Con ansiosa curiosidad me muevo tambaleante en la estancia y rodeo al demoniaco tamborero en silencio. Cerca de la tejedora hay un espejo terroso. Aún ahogada y con la mirada temblorosa miro el reflejo y aparece la apresada ánima del lienzo. Hundo los ojos, suspiro, me invaden densas ondas de negros pensamientos. ¡Soy yo!, la presa, el engendro de la tejedora infrahumana. Floto ligeramente vuelta de espaldas, con el traje escarlata, la expresión horrorizada, totalmente enloquecida. Con el rostro encerado la criatura del espejo abre la boca y con un grito sordo se disloca la mandíbula, mientras una contracción de indecible sufrimiento la invade. Sin boca susurra, huye.

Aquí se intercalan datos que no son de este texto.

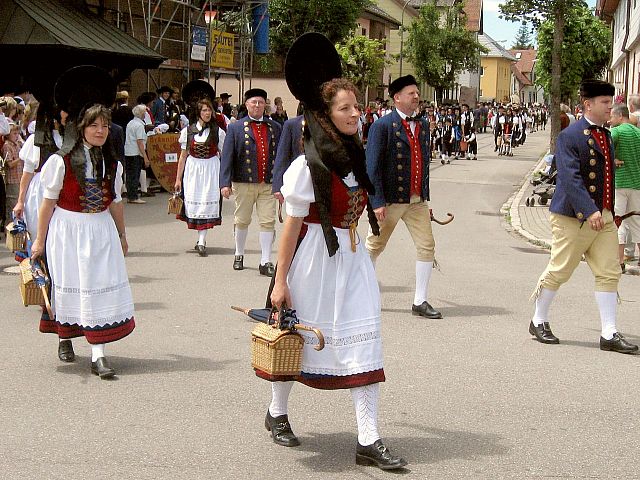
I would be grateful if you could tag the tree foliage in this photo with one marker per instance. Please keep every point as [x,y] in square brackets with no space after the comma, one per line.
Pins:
[363,59]
[523,38]
[440,47]
[585,51]
[291,18]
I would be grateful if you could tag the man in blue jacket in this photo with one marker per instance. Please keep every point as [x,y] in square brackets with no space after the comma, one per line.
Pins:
[247,161]
[398,165]
[582,218]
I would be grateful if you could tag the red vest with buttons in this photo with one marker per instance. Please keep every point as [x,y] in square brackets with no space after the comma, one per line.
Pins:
[91,199]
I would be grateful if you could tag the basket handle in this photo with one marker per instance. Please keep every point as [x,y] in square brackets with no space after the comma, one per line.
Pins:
[318,333]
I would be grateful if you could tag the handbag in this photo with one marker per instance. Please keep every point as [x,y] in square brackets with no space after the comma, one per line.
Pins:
[175,204]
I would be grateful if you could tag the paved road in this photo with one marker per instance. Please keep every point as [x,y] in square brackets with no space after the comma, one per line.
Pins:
[469,396]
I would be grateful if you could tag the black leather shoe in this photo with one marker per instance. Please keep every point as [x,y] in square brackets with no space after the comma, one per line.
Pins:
[101,368]
[617,344]
[425,310]
[267,269]
[543,333]
[280,429]
[378,455]
[65,351]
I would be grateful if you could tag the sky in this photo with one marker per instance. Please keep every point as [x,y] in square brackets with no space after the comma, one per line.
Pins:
[499,29]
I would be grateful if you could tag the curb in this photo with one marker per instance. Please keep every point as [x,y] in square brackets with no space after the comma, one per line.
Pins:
[510,207]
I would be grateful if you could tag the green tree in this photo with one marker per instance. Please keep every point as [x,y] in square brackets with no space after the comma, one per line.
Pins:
[585,51]
[291,18]
[440,47]
[523,38]
[363,59]
[537,12]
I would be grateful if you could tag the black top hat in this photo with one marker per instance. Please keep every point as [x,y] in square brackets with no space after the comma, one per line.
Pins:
[401,82]
[254,92]
[197,90]
[311,61]
[83,85]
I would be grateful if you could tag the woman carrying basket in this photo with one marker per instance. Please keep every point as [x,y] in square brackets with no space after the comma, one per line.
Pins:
[329,277]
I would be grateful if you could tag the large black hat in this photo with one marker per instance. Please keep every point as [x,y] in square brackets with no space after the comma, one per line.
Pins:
[84,85]
[401,82]
[196,90]
[596,88]
[311,61]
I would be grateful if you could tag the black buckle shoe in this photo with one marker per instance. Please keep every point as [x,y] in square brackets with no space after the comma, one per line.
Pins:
[617,344]
[425,310]
[267,269]
[65,351]
[280,429]
[379,455]
[102,368]
[543,333]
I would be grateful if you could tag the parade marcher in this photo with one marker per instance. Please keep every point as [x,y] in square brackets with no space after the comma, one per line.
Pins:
[247,160]
[398,165]
[81,219]
[198,177]
[582,218]
[626,143]
[329,278]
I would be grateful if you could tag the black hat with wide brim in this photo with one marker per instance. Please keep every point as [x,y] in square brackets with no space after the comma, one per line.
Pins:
[197,90]
[83,86]
[311,61]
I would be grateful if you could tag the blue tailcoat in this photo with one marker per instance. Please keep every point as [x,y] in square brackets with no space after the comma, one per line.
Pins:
[239,162]
[581,164]
[289,148]
[389,160]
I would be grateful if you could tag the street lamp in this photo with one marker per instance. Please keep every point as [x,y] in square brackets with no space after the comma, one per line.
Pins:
[402,32]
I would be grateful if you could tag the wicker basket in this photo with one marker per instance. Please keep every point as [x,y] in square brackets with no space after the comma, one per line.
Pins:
[275,351]
[175,205]
[31,293]
[15,242]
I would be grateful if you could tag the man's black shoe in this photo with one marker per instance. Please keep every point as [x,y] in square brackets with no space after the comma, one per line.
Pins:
[425,310]
[102,368]
[378,455]
[267,269]
[543,333]
[65,351]
[617,344]
[280,429]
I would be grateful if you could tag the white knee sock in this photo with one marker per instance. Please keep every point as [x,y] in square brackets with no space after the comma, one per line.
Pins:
[97,351]
[423,274]
[266,240]
[241,240]
[607,304]
[202,237]
[365,400]
[543,302]
[280,398]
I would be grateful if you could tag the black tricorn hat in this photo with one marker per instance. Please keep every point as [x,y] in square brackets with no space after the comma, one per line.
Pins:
[196,90]
[255,92]
[595,88]
[401,82]
[84,85]
[311,61]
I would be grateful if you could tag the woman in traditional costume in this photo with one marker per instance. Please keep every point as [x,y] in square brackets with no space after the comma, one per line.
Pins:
[198,177]
[82,221]
[324,272]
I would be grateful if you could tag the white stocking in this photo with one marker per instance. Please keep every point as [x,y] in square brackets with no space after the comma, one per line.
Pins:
[241,240]
[280,398]
[365,400]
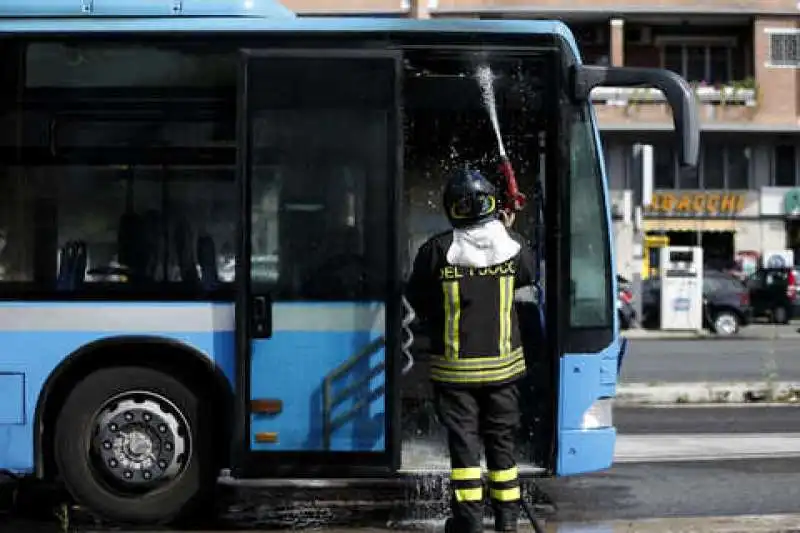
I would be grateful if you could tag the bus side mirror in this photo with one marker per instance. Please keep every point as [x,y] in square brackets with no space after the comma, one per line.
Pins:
[677,92]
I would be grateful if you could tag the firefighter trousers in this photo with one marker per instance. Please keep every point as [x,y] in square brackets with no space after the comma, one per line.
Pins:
[487,416]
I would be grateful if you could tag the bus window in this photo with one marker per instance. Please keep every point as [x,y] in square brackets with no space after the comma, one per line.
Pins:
[134,170]
[589,244]
[320,175]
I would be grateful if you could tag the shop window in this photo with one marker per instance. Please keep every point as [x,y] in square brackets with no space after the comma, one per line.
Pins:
[785,173]
[713,166]
[709,63]
[725,166]
[784,48]
[738,166]
[664,166]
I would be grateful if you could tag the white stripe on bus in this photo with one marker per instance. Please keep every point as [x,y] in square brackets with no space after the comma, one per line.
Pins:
[183,318]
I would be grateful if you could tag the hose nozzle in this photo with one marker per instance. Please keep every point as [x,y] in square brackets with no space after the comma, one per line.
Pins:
[516,199]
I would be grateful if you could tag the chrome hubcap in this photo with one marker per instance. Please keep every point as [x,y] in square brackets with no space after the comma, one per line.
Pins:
[140,439]
[726,324]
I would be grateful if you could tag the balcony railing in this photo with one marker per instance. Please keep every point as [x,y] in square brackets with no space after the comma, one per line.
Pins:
[625,96]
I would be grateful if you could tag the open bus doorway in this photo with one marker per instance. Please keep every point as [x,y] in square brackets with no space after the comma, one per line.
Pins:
[447,125]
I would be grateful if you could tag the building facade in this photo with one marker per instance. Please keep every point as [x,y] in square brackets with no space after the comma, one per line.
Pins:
[742,57]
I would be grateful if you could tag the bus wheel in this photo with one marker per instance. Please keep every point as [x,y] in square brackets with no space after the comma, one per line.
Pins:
[129,447]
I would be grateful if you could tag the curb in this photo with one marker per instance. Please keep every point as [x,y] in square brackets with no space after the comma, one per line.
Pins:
[786,523]
[707,393]
[655,335]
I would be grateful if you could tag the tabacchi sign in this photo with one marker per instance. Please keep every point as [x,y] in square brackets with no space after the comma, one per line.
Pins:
[697,203]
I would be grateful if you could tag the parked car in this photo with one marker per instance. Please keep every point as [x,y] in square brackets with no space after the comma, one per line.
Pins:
[773,293]
[726,303]
[625,309]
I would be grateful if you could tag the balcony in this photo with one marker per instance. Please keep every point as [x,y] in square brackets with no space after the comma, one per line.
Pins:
[627,107]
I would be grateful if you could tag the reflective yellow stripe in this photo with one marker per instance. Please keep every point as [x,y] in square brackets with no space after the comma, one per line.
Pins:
[506,300]
[465,474]
[505,495]
[502,307]
[477,375]
[506,348]
[477,363]
[452,315]
[501,476]
[471,495]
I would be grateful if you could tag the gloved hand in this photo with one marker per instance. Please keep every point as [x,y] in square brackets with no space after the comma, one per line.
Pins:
[508,218]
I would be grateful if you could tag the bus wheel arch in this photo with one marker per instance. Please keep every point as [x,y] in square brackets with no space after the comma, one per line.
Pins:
[187,364]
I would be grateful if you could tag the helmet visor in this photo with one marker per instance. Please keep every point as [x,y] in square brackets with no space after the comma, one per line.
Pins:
[466,208]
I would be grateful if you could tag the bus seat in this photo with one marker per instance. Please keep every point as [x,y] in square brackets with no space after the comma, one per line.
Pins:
[72,270]
[207,259]
[132,245]
[153,234]
[185,252]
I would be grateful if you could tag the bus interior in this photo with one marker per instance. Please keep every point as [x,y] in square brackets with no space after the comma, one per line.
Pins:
[120,183]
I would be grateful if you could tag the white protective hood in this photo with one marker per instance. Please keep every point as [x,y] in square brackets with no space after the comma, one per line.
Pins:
[481,246]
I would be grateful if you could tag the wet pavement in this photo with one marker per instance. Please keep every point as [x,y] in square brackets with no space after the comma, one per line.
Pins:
[700,490]
[679,420]
[729,360]
[648,495]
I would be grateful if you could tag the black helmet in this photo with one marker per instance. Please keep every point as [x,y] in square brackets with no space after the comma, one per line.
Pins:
[469,198]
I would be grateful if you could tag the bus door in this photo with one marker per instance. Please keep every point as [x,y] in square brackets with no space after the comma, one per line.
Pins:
[319,290]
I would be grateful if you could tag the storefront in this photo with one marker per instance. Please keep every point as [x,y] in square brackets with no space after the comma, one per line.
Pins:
[699,218]
[781,205]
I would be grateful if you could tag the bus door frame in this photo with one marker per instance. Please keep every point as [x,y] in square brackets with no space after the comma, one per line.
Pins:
[247,463]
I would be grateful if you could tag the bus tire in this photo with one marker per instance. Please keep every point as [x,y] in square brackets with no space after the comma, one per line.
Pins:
[130,446]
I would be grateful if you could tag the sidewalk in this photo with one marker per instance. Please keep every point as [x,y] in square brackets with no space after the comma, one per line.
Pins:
[752,332]
[707,393]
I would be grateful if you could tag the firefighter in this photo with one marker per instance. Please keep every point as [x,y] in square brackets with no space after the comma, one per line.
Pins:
[462,288]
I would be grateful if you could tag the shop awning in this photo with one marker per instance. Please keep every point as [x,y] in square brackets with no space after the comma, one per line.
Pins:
[689,224]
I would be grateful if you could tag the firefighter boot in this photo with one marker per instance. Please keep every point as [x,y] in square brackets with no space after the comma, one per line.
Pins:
[506,519]
[456,525]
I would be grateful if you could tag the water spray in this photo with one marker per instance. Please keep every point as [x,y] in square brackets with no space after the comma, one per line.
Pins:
[515,200]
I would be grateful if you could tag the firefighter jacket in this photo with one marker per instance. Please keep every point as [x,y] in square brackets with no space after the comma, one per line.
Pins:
[469,312]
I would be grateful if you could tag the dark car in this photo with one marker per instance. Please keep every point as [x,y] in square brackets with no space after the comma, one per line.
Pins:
[773,293]
[726,303]
[625,309]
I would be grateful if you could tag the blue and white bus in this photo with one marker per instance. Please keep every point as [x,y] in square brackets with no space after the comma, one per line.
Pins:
[207,211]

Desesperada intento huir por la ventana del sol mortecino, pero como una pluma que de pronto pesa, el paño de la tejedora me envuelve estrujante. Los hilos se me hunden en la carne y el otro rostro, mi rostro, lame libidinoso las heridas. La tejedora gime, un orgasmo le gruñe en el vientre, se aferra a las agujas hasta amputarse los dedos y con el polvo que exhala en suspiros, los pies se le secan al punto del quebranto.
Volteo y expectante, agónica, me hundo en quien me engendra. Sus manos parecen de tierra seca, grisáceas extremidades que palidecen con cada movimiento, cada punto, cada cruz en el tejido. Encostrada parece resignarse a la agonía de la inmortalidad. Me acerco y con ternura enferma le desnudo el pecho, lo chupo y con la lengua ablando las costras que se abren en cada gemido. Busco su sexo, hundo los dedos. Adentro la piel naranja se rompe, le arde la carne, se humedece, gruñe y explota expulsando el corazón. Lo contiene un momento con la mirada y desaparece completa con estimulados lamentos.
Como agua viva cae el telar, jirones de ropa violada se extienden como riachuelos de sangre que el tamborero bebe impaciente, hasta ensombrecerse los pómulos. Se abren en la tierra los perfumes de cadáveres que heredan el aroma de la tragedia. Caigo desnuda, mi sangre es una víbora temblorosa que levanta la cabeza y hunde los colmillos en la espalda del universo.
Me levanto. Yergo la columna. Robustezco las piernas. Respiro bocanadas de aire infecto y me lleno de acuosa dulzura. Jirones de muerte crujen en las esquinas de la habitación. El bisturí crepita en mi palma, lo aprieto, se rompen las burbujas de líquido linfático. Empiezo a cortar. Cortes perfectos, lisos, limpios. Corto el tambor. Corto las paredes. Corto el piso. Los techos. Corto al tamborero. Su labia, el pene erecto, la soltura de su crueldad. Lo corto hasta que no quedan más que tirones. Corto absurdos escondites de lavanda corrompida en vitrinas despedazadas. Suspiro. Corto el párpado de la ventana hasta que revienta. Corto décadas. Mejillas infectas. Corto melodías ásperas. Inocencias imprudentes. Corto palabras. Derribo a los enemigos de la entereza. Corto delirios azafranados y aparece el incendio de una luciérnaga.
Dejo caer el bisturí, levanto los brazos, me impulso en la pesadez del aire, inhalo el olor avinagrado de la gran alcoba y con enrabiada gloria palmoteo el último tamborazo.